This is part nine of sixteen in a series, “The Bible Is…“
Throughout the pages of the Bible, there are many texts and passages that describe, teach about, or simply model how to worship God. While the Bible is not, nor contains, a complete handbook of Christian worship, there is much to be gleaned from it. The rites and ceremonies of Old Covenant worship, especially described in the books of Exodus and Leviticus, are insightful for shedding light on the nature of New Covenant worship. The theological discourse on the high priesthood of Christ Jesus that dominates much of the Epistle to the Hebrews has significant implications for Christian worship. Many moments in the teachings of Jesus and the Apostles directly apply to the subject of worship. And, of course, there are hundreds of prayers and songs throughout the Bible from which we can learn a great deal about prayer and worship, both private and corporate. Although some of the most significant canticles, or song-prayers, in the Bible are found in the Gospel of Luke and the book of Isaiah, there is no book in Scripture that comes close to the worshipful content of the Book of Psalms. There, one finds a full 150 song-prayers collected, simultaneously being the Word of God and words to God.
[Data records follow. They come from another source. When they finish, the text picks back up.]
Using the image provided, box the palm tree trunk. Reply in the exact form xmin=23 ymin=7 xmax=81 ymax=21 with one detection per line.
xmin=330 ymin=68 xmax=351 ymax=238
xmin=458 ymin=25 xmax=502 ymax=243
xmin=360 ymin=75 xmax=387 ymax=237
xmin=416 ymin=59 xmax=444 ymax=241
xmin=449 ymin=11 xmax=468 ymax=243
Many different moods and categorizations have been applied to the Psalms – lament, praise, thanksgiving, historical recollection, imprecation (or cursing of enemies), proclamations of royalty, celebration of God’s words. Regular and thoughtful engagement with the psalms as prayers brings a wide range of emotion and circumstance before the reader: expressions of anger, betrayal, abandonment, guilt, sadness, loss, gain, innocence, joy, thankfulness – all directed toward God in often brutally honest prayer. There is much to be gained from studying the Psalms from such angles, noting the emotional content and how they balance out. We can learn much about how we can, or ought to, worship from this.
Another layer of interaction with the Psalms can be found in identifying various “voices” within. While several of the psalms have specific authors and circumstances attached to them, coloring their original composition, they are all collected there because they are timeless and universal – any Christian can take them up and pray them him- or herself. But not every psalm will resonate with every individual at every time; sometimes a protestation of innocence (such as in Psalm 35) does not ring true for us; sometimes we don’t feel the anger of Psalm 137 or the joy of Psalm 150. Thus we learn from these psalms to pray with other voices: I may not be innocent, but Jesus is. I may not feel betrayed and angry, but Jesus was and is betrayed constantly. To pray the psalms with the voice of Christ is very instructive for us, as it teaches and shows us how we are called to be in him. His praying of Psalm 22 while on the Cross is a clear demonstration that these were his own prayers, not just ours, so we do well to learn to pray them as he does. Other times, the voice of the Church, or of martyrs or other particular groups of people in the past better fit the psalm: I may not feel like praising God with every ounce of breath, but the Church as a Body does. There are even a few times when the wicked are quoted (such as in Psalm 14), and we repeat their words of unbelief. Again, this teaches us how to pray beyond ourselves, not just expressing our own thoughts and feelings but joining ourselves to the greater body of worship and prayer of the whole Church, centered in the perfect prayer of Jesus himself.
The Book of Psalms is a unique book of the Bible in the Christian tradition for this very reason. It is never read as a Scripture reading, according to the historic liturgies of the Church; rather, it is prayed. In the tradition of daily prayers, all the Psalms are prayed every week in monasteries across the globe, or every four weeks by Roman Catholic clergymen, or every month in the Anglican Prayer Brook tradition. This is critical for the right understanding of this book of the Bible; it is not meant merely to be read and studied, but ultimately to be sung and prayed. Thus we learn the true lessons of prayer, worship, and spirituality from the Book of Psalms.